Pixtral 12B - Mistral AI's First Multimodal AI Model
Introduction
Pixtral 12B is a groundbreaking multimodal AI model developed by Mistral AI, capable of processing both text and image data. With 12 billion parameters, it is designed to handle complex tasks such as image captioning, object counting, and visual question answering.
Key Features
- Multimodal Capabilities: Processes both text and image data seamlessly.
- High Parameter Count: 12 billion parameters for enhanced performance.
- Vision Encoder: Supports high-resolution images up to 1024x1024 pixels.
- Open Source: Available under the Apache 2.0 license for customization and deployment.
- Optimized Inference: Utilizes TensorRT-LLM for efficient performance on NVIDIA GPUs.
Technical Details
- Architecture: 40 layers, 14,336 hidden dimensions, 32 attention heads.

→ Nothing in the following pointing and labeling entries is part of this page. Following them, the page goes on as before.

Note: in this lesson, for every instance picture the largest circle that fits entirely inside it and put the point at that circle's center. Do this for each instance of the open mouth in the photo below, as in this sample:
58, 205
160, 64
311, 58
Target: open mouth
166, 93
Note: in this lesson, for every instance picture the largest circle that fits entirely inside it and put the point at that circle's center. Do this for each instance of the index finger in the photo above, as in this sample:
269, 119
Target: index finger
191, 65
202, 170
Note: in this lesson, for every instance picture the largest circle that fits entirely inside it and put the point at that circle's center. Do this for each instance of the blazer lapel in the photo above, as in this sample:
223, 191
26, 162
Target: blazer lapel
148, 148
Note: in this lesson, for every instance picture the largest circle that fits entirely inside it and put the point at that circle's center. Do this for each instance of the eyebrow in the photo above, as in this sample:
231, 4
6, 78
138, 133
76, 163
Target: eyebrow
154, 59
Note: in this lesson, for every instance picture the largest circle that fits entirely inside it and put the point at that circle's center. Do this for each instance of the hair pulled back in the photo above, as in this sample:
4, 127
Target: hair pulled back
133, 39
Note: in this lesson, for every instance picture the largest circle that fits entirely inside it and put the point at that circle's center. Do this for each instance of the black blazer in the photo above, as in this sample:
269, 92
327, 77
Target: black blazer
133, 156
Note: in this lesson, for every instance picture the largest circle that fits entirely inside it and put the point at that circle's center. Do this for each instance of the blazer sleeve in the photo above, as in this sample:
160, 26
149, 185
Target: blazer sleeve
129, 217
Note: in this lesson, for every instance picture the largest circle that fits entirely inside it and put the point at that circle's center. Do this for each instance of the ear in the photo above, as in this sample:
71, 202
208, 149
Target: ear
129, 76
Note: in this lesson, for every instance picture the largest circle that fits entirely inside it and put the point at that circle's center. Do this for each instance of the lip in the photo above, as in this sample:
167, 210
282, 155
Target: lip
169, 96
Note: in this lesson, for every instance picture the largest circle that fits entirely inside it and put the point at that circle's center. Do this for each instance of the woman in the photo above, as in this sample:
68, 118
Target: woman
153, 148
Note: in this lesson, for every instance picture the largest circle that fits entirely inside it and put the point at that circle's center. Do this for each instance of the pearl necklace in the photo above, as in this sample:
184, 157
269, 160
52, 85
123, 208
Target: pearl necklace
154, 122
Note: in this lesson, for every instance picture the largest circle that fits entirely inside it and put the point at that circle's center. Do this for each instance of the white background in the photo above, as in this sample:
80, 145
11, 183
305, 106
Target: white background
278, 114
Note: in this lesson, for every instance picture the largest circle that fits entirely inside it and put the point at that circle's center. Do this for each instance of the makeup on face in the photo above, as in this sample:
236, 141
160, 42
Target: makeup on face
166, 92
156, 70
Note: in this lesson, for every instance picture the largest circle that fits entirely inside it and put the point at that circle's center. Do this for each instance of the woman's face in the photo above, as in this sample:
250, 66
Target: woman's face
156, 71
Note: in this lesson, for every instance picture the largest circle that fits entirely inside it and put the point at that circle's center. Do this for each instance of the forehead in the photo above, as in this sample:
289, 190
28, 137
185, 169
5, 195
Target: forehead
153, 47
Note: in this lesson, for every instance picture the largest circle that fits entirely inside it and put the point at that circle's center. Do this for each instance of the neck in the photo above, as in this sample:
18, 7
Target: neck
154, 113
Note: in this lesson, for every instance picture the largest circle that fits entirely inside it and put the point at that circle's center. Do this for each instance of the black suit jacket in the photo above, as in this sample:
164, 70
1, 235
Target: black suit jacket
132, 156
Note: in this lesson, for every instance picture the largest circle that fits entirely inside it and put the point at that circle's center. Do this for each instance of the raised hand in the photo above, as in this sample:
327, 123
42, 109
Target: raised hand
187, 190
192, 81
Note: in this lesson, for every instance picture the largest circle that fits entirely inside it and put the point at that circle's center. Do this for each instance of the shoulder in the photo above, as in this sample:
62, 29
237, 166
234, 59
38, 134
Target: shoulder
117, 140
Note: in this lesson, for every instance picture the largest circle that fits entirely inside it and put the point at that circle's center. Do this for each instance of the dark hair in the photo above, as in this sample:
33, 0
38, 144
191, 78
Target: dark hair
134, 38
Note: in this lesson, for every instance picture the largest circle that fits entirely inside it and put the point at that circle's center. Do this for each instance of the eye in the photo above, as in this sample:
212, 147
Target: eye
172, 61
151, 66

- Vision Adapter: 400 million parameters with GeLU activation.
- Inference Optimization: Supports dynamic batching, KV caching, and quantization.
Use Cases
- Image and Text Understanding: Ideal for tasks requiring simultaneous parsing of visual and language information.
- Content Creation: Assists in generating descriptive text for images and creating article illustrations.
- Customer Support: Helps in understanding and responding to image-related queries.
- Medical Image Analysis: Provides diagnostic support by analyzing medical images.
Getting Started
Pixtral 12B is available for download and fine-tuning on HuggingFace. For more details, visit the project website.